Self regulation of junk food ads in the spotlight again as pressure mounts

Dannon has become the latest company to sign up to a scheme against junk food ads for children, but it comes as the kids channel Nickelodeon is accused of mainly marketing products that are of poor nutritional quality.

Dannon, a leading yogurt producer in the US, had declined to join the Children’s Food and Beverage Advertising Initiative when it was first launched in 2006, along with Nestle which also opted out.

It has now become the 15th company to sign up to the agreement, a few months after Nestle did the same. Dannon said it had been waiting to ensure that the pledge its US arm was making to the CFBAI was consistent with the pledge that Groupe Danone announced at the end of 2007 before joining.

However, self regulation to ensure products marketed towards children meet nutritional standards has again been called into question as analysis by the watchdog Center for Science in the Public Interest, found that the overwhelming majority of foods Nickelodeon marketed were nutritionally poor.

CSPI first analyzed Nickelodeon food marketing to children in 2005, and found that 88 percent were nutritionally poor. That same year Nickelodeon told the Federal Trade Commission (FTC) that it would use its characters to promote spinach, oranges, and other health foods. But advertisements for those foods are now totally absent from the company’s airwaves and magazine ads, the CSPI claimed.

This year the CSPI found 79 percent of the foods marketed to children were foods like sugary cereal, candy, sugary drinks with little or no fruit juice, and fast food. And the percentage of food packages sporting Viacom characters such as SpongeBob contain increasingly unhealthy foods.

Senate committee

Meanwhile the FTC testified before two subcommittees of the US Senate Appropriations Committee yesterday about the results of an FTC study on food marketing to children and adolescents.

The report analyzed data from 2006, largely before industry self-regulatory, but the FTC believes it will provide an important benchmark for measuring the progress of self-regulatory initiatives.

The commission recommends that all food and beverage companies adopt and adhere to meaningful nutrition-based standards for marketing their products to children under 12 and a useful first step would be to join the CBBB (Council of Better Business Bureaus Initiative) children’s food advertising scheme.

Similarly all companies should stop in-school promotion of foods and beverages that do not meet meaningful nutrition-based standards and media and entertainment companies should consider instituting their own self-regulatory initiative.

Advertising and obesity

The idea behind the BBB initiative was to see if self-regulation could do more to address the concerns about child-directed food and drink advertising and childhood obesity.

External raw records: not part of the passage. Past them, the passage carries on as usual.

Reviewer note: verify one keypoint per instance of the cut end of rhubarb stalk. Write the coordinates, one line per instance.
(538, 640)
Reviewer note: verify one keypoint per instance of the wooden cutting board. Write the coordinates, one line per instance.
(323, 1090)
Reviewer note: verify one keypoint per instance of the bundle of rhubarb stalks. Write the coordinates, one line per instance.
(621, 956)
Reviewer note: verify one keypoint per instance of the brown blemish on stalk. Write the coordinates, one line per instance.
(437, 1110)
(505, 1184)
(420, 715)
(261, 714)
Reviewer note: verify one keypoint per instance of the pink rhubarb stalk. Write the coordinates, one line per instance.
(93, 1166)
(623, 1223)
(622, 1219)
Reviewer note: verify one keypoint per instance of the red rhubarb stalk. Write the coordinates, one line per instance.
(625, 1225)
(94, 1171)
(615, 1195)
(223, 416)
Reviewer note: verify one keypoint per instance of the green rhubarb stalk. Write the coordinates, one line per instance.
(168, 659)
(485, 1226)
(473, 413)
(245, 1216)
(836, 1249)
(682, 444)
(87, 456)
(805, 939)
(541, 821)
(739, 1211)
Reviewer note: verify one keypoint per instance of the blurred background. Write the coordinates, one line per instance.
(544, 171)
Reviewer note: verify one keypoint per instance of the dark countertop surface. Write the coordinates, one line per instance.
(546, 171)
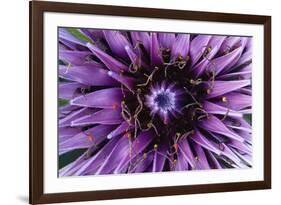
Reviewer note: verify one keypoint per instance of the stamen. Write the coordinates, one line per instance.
(155, 147)
(188, 105)
(133, 68)
(225, 116)
(151, 125)
(149, 77)
(67, 68)
(188, 92)
(224, 99)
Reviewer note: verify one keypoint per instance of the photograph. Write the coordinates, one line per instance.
(142, 101)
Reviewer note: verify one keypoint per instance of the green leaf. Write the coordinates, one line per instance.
(69, 157)
(78, 34)
(62, 102)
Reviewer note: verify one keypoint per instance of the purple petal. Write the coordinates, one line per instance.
(105, 98)
(197, 47)
(138, 146)
(229, 44)
(115, 156)
(201, 159)
(64, 34)
(117, 43)
(128, 82)
(236, 101)
(166, 40)
(105, 117)
(89, 74)
(74, 57)
(94, 162)
(204, 64)
(86, 138)
(226, 61)
(155, 54)
(67, 121)
(142, 38)
(220, 110)
(223, 87)
(159, 159)
(66, 132)
(181, 46)
(206, 143)
(185, 149)
(68, 90)
(124, 127)
(110, 62)
(213, 124)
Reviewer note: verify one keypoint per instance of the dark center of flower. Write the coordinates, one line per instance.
(164, 101)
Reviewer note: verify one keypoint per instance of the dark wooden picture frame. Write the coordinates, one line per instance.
(37, 9)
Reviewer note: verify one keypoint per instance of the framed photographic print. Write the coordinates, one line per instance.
(136, 102)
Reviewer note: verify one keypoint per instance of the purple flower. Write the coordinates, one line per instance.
(152, 102)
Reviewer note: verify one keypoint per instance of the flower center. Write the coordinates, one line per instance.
(164, 101)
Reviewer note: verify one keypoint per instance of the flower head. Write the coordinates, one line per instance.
(152, 102)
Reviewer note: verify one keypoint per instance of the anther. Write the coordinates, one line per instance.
(155, 146)
(144, 155)
(208, 91)
(224, 99)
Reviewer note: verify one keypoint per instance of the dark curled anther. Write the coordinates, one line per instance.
(225, 115)
(149, 77)
(191, 95)
(133, 68)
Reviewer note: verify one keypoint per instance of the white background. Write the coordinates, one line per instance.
(14, 101)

An estimated 22m children under the age of five are overweight worldwide, according to the latest World Health Organization figures. In the USA the number of overweight children has doubled since 1980.

Dannon has pledged that 100 percent of advertising directed primarily to children under 12 in television, radio, print and Internet venues will be for products that meet nutritional guidelines that BBB has reviewed and approved.

As part of the pledge, which will be fully implemented by January 1, 2009, Dannon intends to feature only products that meet its nutritional guidelines in all advertising directed primarily to children under 12. These guidelines are based on the 2005 US Dietary Guidelines for Americans, among others, for fat, trans fat, saturated fat and sugar.

For example, the company has pledged that saturated fat must be less than ten percent of calories or may not exceed 1g, sodium may not exceed 230 mg, and added sugars may not exceed 12.5g.

Other participants in the scheme include The Coca-Cola Company, ConAgra Foods, General Mills, Kellogg, Kraft Foods and Burger King Corp.

Measuring standards

The American Society for Nutrition (ASN) has called for a more science-based and consistent nutrition standard for foods marketed to children and adolescents and expressed caution about the variation between companies in developing them.

It wants all foods marketed to children aged eight years and older to meet a “single, science-based nutrition standard that is consistent with the recommendation in the 2005 US Dietary Guidelines and the IOM report Nutrition Standards for Foods in Schools”.